Date: 2017-02-07
Type of information: Initiation of the trial
phase: 1
Announcement: initiation of the trial
Company: Actinium Pharmaceuticals (USA - NJ) Baylor Research Institute,
Product: Actimab-A - Lintuzumab-Ac225
Action
mechanism: monoclonal antibody/radioimmunotherapy. Actimab-A is a radiolabeled antibody being developed for newly diagnosed AML in patients over 60, and is currently in a multicenter Phase 1/2 clinical trial. Actimab-A consists of the monoclonal antibody, HuM195, and the radioisotope, actinium-225. Actinium-225 decays by giving off high-energy alpha particles, which kill cancer cells. When actinium decays, it produces a series of daughter atoms, each of which gives off its own alpha particle, increasing the chances that the cancer cell will be destroyed. HuM195 is the humanized version of M195 and is a monoclonal antibody that targets CD33, which is abundantly found on myeloid leukemia cells. Both the alpha particle technology and HuM195 were initially developed at Memorial Sloan Kettering Cancer Center.

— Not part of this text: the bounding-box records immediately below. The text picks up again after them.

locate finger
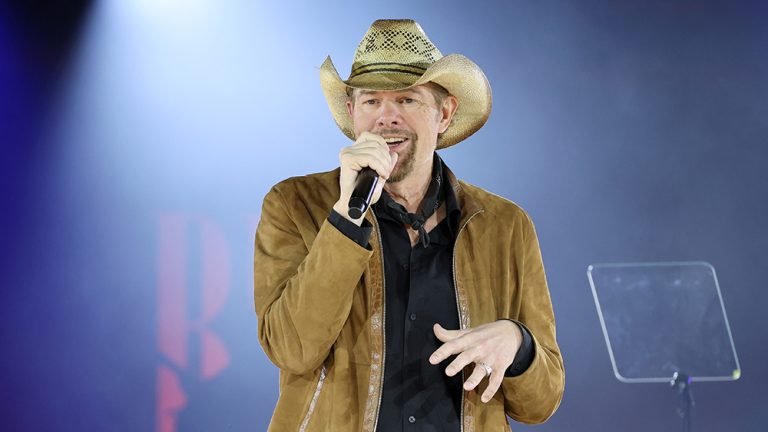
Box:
[429,341,465,364]
[445,350,476,376]
[480,368,504,403]
[432,323,464,342]
[464,364,485,391]
[389,153,400,172]
[341,152,391,179]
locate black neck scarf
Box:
[381,153,443,247]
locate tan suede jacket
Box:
[254,165,564,432]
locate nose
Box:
[376,101,402,128]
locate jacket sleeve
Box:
[253,183,372,374]
[502,215,565,423]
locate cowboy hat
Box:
[320,20,491,149]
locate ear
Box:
[438,95,459,133]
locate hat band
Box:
[347,63,427,81]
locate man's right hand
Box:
[333,132,397,226]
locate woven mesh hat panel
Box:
[352,20,443,75]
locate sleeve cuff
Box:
[328,210,373,249]
[504,320,536,378]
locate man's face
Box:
[347,85,455,183]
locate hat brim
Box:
[320,54,492,149]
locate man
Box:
[254,20,564,432]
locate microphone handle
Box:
[347,167,379,219]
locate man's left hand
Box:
[429,320,523,403]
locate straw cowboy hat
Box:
[320,20,491,149]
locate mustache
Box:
[371,128,418,141]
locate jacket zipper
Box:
[451,210,483,432]
[371,207,387,432]
[299,365,328,432]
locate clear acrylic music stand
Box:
[587,262,741,431]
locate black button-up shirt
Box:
[329,161,534,432]
[373,176,463,432]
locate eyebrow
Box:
[358,89,419,96]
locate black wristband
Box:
[504,320,536,378]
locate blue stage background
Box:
[0,0,768,432]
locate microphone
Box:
[347,167,379,219]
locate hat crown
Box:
[349,19,443,79]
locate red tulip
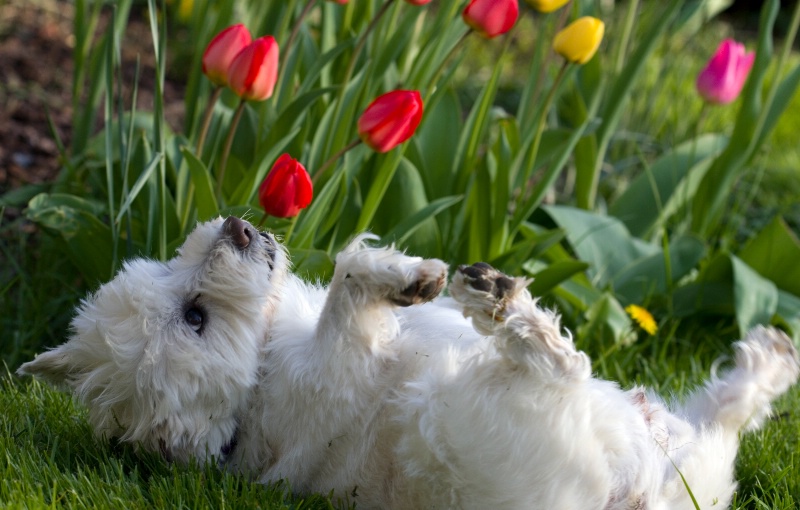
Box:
[358,90,422,152]
[203,23,251,87]
[228,35,278,101]
[461,0,519,39]
[258,154,314,218]
[697,39,756,104]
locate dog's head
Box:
[18,217,288,461]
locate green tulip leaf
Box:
[609,134,728,237]
[543,206,660,287]
[26,193,115,285]
[738,216,800,296]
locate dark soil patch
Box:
[0,0,183,199]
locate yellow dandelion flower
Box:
[625,305,658,335]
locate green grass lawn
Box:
[0,344,800,509]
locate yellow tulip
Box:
[553,16,605,64]
[526,0,569,12]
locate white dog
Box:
[19,217,800,510]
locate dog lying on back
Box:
[19,217,800,510]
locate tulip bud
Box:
[358,90,422,152]
[228,35,278,101]
[203,23,251,87]
[258,154,314,218]
[697,39,756,104]
[461,0,519,39]
[526,0,569,12]
[553,16,605,64]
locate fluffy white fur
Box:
[19,218,800,510]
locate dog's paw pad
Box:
[390,260,447,306]
[458,262,516,300]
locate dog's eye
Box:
[183,307,205,333]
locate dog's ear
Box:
[17,343,75,385]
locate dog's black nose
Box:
[222,216,256,250]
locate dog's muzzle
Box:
[222,216,275,267]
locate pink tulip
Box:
[203,23,252,87]
[228,35,278,101]
[697,39,756,104]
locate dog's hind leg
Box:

Disease: refractory multiple myeloma
Therapeutic area: Cancer - Oncology
Country: USA
Trial
details: This phase I study of 225Ac-lintuzumab in patients with multiple myeloma progressing after 3 prior Anti-MM regimens or rfractory to QUAD (Carfilzomib, Lenalidomide, Pomalidomide, and Dexamethasone) aims to establish the MTD of fractionated doses of Lintuzumab-Ac225 as monotherapy. 2. Establish overall response rate (ORR) where ORR = CR + sCR+ VGPR+PR) 3. Confirm the safety profile of the treatment regimen 4. Determine changes in plasmocyte, T-cell and MDSC cell populations 5. Estimate progression-free survival (PFS) and overall survival. (NCT02998047)
Latest
news: * On February 7, 2017, Actinium Pharmaceuticals announced that a Phase 1 clinical trial studying Actimab-M in multiple myeloma has been initiated. Actimab-M is comprised of the CD-33 targeting monoclonal antibody HuM-195 coupled to the alpha-particle emitter actinium 225. CD33 is an antigen found on hematopoietic cells in myeloid malignancies including AML, but recent research has shown that CD33 can also be found on malignant cells of approximately 25%-35% of all multiple myeloma patients. Furthermore, the expression of this marker increases in relapsed and refractory myeloma. In addition, it predicts for a very aggressive course of disease. This makes CD33 a potential target for the treatment of this usually fatal disease. In this new trial, Actimab-M will be used in patients who have progressing disease after 3 prior multiple myeloma treatment regimens or are refractory to QUAD (Carflizomib, Lenalidomide, Pomalidomide, Dexamethasone).